By Bethany Blankley
Texas Republicans are advancing legislation to increase taxes at a time when the state is reporting a $725 million budget surplus and is slated to receive $17 billion in federal pandemic relief funding.
House Bill 2889 would increase taxes on Texans who purchase travel services through websites like Expedia or Hotwire. It also would have a “negative downstream effect on restaurants, trucking, retail shopping, and more,” according to the tax reform advocacy group Americans for Tax Reform.
Filed by state Reps.
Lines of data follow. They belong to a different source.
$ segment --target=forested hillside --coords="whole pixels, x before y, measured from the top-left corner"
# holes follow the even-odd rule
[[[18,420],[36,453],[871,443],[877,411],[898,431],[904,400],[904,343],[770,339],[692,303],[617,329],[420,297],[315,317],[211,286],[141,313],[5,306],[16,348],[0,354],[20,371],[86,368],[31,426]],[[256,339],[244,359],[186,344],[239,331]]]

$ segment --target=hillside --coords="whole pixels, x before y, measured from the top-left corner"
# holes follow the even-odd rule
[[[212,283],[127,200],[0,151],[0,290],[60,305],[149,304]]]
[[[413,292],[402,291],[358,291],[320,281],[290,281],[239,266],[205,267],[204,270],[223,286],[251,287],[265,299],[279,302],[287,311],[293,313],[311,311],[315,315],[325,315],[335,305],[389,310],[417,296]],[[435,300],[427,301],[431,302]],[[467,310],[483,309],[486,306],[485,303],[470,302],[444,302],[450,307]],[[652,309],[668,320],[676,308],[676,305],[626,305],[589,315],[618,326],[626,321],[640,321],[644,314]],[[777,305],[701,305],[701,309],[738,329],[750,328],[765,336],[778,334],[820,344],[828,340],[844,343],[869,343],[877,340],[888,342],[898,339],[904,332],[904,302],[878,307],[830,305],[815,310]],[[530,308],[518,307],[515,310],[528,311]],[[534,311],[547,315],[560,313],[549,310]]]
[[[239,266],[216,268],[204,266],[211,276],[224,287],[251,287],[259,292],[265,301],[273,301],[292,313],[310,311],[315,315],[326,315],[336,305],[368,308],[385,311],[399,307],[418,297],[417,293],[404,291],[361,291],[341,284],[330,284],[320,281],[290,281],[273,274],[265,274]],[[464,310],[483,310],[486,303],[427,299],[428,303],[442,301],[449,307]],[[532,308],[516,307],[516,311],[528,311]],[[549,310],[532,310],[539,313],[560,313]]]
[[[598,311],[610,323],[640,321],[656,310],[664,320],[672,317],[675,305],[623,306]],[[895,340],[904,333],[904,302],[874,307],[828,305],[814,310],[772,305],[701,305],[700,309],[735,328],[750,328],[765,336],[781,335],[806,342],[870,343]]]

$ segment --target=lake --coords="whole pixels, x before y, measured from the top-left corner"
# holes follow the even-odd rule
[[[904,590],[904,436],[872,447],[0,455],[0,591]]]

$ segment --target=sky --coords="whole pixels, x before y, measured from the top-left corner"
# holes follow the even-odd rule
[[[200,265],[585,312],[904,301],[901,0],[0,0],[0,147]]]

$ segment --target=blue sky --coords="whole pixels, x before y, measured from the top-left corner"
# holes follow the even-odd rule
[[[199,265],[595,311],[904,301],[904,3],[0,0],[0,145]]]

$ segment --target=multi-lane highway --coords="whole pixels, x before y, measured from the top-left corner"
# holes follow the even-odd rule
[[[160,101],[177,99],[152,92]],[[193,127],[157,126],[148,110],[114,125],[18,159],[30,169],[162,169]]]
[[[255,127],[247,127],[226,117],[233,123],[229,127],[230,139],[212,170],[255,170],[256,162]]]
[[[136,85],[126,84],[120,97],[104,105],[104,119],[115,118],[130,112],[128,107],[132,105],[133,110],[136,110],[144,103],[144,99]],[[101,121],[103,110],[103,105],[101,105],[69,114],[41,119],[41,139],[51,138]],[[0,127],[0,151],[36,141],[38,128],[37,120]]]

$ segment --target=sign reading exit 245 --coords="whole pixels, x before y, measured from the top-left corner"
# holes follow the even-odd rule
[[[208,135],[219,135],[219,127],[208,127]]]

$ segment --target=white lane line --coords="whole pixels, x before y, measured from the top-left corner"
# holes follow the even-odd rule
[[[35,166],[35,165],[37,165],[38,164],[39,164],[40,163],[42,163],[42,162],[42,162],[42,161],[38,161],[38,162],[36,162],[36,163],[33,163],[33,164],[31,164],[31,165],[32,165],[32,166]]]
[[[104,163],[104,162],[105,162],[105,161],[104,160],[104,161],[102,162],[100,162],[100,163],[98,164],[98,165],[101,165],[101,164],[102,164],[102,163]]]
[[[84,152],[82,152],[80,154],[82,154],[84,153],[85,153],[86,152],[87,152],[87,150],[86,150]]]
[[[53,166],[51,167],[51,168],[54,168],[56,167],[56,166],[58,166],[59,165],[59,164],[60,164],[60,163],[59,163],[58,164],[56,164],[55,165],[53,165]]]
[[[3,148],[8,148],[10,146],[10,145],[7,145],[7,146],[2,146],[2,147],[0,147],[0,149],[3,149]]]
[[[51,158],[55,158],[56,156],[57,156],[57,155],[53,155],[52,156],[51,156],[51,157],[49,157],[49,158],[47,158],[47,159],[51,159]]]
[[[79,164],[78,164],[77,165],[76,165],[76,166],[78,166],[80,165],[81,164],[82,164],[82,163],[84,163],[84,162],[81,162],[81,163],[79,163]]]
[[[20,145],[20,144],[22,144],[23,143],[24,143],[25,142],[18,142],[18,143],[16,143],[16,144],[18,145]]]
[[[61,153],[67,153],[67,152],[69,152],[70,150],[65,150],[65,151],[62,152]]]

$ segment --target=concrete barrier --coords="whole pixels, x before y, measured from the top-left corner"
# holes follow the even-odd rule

Morgan Meyer, R–Dallas, and Dustin Burrows, R–Lubbock, the bill would expand the hotel occupancy tax to include non-hotel and other travel services not currently taxed, including cleaning services and telecommunications.
According to a fiscal note attached to the bill, the proposed 6% surcharge would raise an additional $30 million in tax revenue in fiscal 2022 and $37 million in fiscal 2023.
The bill is supported by the Texas Hotel and Lodging Association, which hired lobbyist Mike Toomey, a primary architect of Gov. Greg Abbott’s COVID-19 restrictions. Abbott was criticized for hiring Toomey as a potential conflict of interest when the lobbyist took a leave of absence from Texas Lobby Group to serve as the chief operations officer of Abbott's Strike Force to Open Texas.
The bill will increase travel costs for Texans at a time when gas prices are expected to skyrocket this summer, critics note. It will also hurt the hospitality industry that was hit hard by Abbott’s shutdown orders last year by adding a new tax and compliance burdens, ATR argues.
More Texans have lost jobs in the hospitality industry than any other, according to an analysis published by the Private Enterprise Research Center at Texas A&M University.
Prior to the statewide shutdown last year, 1 in 10 Texas jobs were created by the roughly $169.8 billion travel industry.
Americans for Tax Reform argues the bill is “a tax on tourism.” The good news, ATR notes, is that more than 40 state legislators have signed the Taxpayer Protection Pledge, promising their constituents that they will oppose all tax hikes proposed by state lawmakers.
The bad news, ATR argues, is that some of the very Republicans who signed the pledge are now considering breaking their commitment “just to support an unjustifiable tax hike that picks on the industries most hurt by the pandemic.”